Bunun bir örneğini bir başka hikaye üzerinden de anlatabiliriz. Faruk ve Zeynep bir arkadaşlardı. Zeynep, iş yerindeki stres yüzünden çok zor günler geçiriyordu. Faruk, Zeynep’in sorununa hemen bir çözüm bulmak istedi. “Daha fazla çalışmanın anlamı yok, başka bir iş bulmayı düşünmelisin,” dedi. Zeynep ise “Bunu istemiyorum, Faruk. Şu anda ihtiyacım olan şey, sadece beni dinlemen” dedi.

İşte tam burada, bir kişinin duygusal olarak validasyon ölçümü ne demek olduğunu anlaması önemli bir adımdı. Faruk, Zeynep’i anladığını belirtmek yerine, çözüm önermişti.
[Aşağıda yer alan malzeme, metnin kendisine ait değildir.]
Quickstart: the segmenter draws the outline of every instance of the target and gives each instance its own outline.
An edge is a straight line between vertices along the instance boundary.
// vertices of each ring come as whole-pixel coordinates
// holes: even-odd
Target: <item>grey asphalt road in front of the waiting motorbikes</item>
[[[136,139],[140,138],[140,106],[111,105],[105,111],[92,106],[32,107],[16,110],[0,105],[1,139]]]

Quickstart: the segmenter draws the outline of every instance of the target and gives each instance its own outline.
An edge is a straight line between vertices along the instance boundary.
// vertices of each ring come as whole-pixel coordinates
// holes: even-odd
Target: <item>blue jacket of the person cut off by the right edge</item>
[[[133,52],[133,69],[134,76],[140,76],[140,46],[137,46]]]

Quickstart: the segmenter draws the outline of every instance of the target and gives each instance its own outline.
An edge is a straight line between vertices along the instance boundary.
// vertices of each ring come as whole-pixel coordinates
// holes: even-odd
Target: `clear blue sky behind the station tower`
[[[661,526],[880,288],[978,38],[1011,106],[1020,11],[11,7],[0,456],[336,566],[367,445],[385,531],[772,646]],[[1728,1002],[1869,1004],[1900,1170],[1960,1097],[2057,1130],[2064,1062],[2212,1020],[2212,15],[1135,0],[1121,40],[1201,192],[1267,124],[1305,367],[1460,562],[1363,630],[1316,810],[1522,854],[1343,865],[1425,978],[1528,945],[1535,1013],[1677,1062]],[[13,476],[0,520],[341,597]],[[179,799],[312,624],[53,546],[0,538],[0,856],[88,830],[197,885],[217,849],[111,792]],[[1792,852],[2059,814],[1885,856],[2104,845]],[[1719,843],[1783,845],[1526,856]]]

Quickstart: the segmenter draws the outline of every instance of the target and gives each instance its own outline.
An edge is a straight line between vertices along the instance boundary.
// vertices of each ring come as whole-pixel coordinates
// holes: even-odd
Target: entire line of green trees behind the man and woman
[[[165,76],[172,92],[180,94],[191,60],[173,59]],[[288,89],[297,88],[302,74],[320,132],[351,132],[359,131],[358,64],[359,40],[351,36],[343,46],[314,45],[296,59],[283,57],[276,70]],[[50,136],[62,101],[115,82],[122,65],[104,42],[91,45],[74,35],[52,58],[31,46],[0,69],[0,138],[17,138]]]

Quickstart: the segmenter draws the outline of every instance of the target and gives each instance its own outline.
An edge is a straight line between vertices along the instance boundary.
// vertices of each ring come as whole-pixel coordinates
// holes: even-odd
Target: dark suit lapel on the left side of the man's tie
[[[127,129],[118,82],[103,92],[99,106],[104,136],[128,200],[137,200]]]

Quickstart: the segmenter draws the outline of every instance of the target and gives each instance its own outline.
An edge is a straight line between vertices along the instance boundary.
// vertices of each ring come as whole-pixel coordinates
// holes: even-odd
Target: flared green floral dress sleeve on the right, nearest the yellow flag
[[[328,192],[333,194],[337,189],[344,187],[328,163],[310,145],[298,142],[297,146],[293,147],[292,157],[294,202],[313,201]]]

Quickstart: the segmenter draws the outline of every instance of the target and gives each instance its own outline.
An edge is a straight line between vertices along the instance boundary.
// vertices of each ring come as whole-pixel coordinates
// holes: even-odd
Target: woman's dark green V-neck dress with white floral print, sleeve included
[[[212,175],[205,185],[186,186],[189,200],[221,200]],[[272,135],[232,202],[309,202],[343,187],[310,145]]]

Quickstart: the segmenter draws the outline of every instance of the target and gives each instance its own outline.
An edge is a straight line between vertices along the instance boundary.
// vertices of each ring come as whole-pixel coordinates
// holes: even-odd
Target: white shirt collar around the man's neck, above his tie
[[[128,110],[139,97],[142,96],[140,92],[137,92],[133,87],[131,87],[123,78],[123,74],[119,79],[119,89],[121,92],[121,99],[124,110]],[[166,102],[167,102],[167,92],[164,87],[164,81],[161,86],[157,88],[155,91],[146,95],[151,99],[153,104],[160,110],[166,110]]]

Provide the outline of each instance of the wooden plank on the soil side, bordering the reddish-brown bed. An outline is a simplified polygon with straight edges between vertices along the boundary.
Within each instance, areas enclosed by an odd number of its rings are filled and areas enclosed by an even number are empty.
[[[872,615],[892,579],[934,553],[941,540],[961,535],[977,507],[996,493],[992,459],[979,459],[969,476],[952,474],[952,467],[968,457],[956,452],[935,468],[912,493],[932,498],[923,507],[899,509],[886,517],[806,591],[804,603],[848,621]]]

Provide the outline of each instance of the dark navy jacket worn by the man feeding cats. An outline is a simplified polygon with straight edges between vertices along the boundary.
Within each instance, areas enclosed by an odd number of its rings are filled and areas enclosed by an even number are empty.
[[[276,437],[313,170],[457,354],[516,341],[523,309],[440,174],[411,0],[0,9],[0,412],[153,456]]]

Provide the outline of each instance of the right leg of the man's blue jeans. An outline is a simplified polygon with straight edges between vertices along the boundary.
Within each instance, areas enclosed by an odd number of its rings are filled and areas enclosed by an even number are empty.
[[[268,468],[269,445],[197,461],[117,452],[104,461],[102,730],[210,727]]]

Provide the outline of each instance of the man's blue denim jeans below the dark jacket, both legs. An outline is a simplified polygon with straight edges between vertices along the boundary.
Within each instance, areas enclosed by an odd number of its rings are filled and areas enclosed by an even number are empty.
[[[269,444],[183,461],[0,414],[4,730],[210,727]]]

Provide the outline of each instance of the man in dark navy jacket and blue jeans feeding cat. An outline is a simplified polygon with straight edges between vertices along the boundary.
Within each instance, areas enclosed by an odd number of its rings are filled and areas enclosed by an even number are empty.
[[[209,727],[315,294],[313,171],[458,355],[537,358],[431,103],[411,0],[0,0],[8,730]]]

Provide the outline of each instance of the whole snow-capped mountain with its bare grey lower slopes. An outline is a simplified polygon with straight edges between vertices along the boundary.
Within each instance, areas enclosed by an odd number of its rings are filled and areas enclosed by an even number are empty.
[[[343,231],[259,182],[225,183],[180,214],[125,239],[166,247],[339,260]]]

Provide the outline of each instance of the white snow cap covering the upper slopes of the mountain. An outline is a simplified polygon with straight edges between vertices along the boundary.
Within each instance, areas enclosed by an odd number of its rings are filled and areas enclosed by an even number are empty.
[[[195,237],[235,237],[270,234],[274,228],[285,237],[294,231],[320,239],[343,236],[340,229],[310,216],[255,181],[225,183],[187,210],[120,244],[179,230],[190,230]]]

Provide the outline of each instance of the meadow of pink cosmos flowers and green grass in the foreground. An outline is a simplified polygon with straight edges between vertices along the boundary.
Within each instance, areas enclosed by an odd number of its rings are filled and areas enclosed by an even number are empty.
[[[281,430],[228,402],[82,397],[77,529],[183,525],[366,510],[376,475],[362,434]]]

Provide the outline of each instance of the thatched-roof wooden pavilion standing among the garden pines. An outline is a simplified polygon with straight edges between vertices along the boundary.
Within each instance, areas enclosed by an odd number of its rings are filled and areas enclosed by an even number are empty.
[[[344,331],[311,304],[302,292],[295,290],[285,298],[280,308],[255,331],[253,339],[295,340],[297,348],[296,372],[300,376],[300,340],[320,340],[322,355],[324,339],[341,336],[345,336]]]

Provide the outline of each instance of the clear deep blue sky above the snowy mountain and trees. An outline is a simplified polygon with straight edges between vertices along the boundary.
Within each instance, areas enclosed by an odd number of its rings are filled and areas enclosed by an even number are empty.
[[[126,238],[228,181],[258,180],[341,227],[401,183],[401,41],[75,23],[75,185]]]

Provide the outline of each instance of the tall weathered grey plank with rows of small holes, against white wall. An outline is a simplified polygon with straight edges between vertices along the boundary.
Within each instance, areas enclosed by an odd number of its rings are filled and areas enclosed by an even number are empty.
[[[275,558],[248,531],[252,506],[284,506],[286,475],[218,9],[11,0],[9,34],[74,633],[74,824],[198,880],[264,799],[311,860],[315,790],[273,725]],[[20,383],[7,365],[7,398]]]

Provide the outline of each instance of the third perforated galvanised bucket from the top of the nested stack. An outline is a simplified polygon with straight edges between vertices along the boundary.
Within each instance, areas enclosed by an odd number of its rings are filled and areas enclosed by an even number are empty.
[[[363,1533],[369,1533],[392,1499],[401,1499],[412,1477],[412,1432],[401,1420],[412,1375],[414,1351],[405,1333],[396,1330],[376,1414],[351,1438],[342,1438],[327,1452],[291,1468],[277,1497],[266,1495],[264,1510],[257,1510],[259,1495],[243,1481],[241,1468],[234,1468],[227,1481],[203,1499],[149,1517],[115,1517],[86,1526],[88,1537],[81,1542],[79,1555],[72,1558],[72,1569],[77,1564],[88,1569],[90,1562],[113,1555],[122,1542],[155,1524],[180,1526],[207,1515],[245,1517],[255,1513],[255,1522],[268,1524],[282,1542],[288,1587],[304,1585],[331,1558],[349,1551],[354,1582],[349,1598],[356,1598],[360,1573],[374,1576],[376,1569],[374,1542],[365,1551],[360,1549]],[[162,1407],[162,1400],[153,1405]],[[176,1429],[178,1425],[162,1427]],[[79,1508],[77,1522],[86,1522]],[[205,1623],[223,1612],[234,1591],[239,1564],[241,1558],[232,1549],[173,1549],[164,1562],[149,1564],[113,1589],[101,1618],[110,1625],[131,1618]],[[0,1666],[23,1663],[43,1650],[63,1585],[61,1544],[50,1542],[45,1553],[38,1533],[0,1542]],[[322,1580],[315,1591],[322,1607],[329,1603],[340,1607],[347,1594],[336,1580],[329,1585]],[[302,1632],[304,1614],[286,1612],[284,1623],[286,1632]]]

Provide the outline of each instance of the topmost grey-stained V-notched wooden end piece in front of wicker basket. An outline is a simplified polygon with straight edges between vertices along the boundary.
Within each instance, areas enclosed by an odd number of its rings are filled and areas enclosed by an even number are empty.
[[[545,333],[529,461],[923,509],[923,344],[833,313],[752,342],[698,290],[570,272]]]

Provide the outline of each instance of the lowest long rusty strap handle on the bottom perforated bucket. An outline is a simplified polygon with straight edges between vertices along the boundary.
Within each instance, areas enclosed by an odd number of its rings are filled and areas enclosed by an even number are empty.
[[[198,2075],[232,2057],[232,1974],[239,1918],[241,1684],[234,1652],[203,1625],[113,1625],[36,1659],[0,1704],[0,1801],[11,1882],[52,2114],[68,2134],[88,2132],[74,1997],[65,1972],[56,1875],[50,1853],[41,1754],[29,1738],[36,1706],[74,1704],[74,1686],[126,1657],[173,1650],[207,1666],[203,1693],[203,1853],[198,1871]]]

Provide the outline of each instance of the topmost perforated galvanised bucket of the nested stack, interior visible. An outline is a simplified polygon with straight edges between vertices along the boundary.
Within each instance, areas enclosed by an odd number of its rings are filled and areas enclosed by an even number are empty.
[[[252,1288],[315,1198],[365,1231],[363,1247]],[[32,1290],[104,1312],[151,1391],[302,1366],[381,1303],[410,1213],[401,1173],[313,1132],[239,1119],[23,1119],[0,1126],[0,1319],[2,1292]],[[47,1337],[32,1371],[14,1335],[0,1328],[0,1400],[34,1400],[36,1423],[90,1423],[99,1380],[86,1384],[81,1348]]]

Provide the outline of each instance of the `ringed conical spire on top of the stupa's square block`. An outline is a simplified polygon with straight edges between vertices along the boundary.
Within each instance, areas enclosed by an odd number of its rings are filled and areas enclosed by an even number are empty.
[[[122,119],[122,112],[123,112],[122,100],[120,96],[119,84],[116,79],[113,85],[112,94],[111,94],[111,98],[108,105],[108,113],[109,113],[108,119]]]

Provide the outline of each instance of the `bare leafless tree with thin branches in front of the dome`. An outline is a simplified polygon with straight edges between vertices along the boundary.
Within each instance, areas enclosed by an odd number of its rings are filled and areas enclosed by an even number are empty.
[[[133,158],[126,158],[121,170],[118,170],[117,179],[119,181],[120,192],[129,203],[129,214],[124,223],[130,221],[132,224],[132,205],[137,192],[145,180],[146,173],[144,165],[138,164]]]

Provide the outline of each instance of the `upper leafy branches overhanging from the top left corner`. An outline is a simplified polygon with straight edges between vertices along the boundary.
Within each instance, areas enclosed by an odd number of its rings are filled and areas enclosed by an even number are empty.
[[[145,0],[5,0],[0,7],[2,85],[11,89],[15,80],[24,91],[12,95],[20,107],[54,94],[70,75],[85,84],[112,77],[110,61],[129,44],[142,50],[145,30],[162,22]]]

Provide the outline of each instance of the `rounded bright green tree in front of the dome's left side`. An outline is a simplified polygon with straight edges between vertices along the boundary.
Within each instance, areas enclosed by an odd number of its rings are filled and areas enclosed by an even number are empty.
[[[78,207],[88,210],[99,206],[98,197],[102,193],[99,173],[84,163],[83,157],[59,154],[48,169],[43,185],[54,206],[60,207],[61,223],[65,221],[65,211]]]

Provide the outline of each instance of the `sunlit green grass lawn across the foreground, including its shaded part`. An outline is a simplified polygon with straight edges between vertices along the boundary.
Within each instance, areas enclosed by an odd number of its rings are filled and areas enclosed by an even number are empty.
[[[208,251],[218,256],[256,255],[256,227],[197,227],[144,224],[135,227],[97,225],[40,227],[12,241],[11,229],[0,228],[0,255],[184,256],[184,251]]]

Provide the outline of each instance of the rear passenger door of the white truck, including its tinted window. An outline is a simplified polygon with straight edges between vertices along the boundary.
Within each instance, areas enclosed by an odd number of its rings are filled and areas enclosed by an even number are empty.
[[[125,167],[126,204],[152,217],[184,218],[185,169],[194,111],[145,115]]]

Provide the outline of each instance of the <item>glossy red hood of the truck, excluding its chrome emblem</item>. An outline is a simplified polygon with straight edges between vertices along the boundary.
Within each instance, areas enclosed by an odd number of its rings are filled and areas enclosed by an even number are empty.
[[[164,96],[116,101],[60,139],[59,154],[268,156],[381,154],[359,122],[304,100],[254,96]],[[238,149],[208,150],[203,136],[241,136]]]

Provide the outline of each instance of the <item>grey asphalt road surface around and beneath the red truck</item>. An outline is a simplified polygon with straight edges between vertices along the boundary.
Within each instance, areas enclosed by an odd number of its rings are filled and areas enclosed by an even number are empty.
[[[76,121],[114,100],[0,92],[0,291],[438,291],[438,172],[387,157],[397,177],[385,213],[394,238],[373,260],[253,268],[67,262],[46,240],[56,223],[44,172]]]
Oysa Zeynep, Faruk’tan tek istediği şeyin, hislerini doğrulayan bir yaklaşım olduğunu biliyordu. Faruk, Zeynep’i dinledikten sonra, “Evet, zor bir dönemdesin. Ne hissediyorsun, anlatmak ister misin?” dedi ve Zeynep’in yavaşça içindeki yükleri atmasına yardımcı oldu.

Validasyon Ölçümünün Gücü: Duygusal Bağlar Kurmak

Ahmet’in ve Zeynep’in hikayeleri, bize bir şeyi net bir şekilde gösteriyor: Validasyon, duygusal bağlar kurmanın, ilişkileri sağlamlaştırmanın en önemli adımlarından biridir. Bir kişinin hislerine değer verdiğinizi, onayladığınızı ve bu hisleri geçerli bulduğunuzu gösterdiğinizde, o kişi daha güvenli hisseder. Bu da, ilişkilerde daha derin bir anlayışa ve daha güçlü bir bağa yol açar.

Peki, bizler bu durumu nasıl daha iyi bir şekilde hayatımıza entegre edebiliriz? İşte bu noktada validasyon ölçümünü bir araç olarak kullanabiliriz. İnsanlar, bazen çözümlerden değil, yalnızca duygusal destekten ihtiyaç duyarlar. Ve bu, özellikle zor zamanlarda, çok daha önemli hale gelir.

Sizler Ne Düşünüyorsunuz?

Şimdi, forumdaşlarım, sizinle bu hikayeyi paylaşmak istedim çünkü bence hepimiz bazen kendimizi başkaları tarafından anlaşılmamış hissediyoruz. Kimisi çözüm arar, kimisi de duygusal bir onay bekler. Peki, sizce validasyonun hayatımızdaki rolü nedir? Kendinizi en çok ne zaman anlaşılmış hissediyorsunuz? Ahmet ve Ayşe’nin hikayesinde olduğu gibi, siz de benzer bir durumu yaşadınız mı? Yorumlarınızı sabırsızlıkla bekliyorum!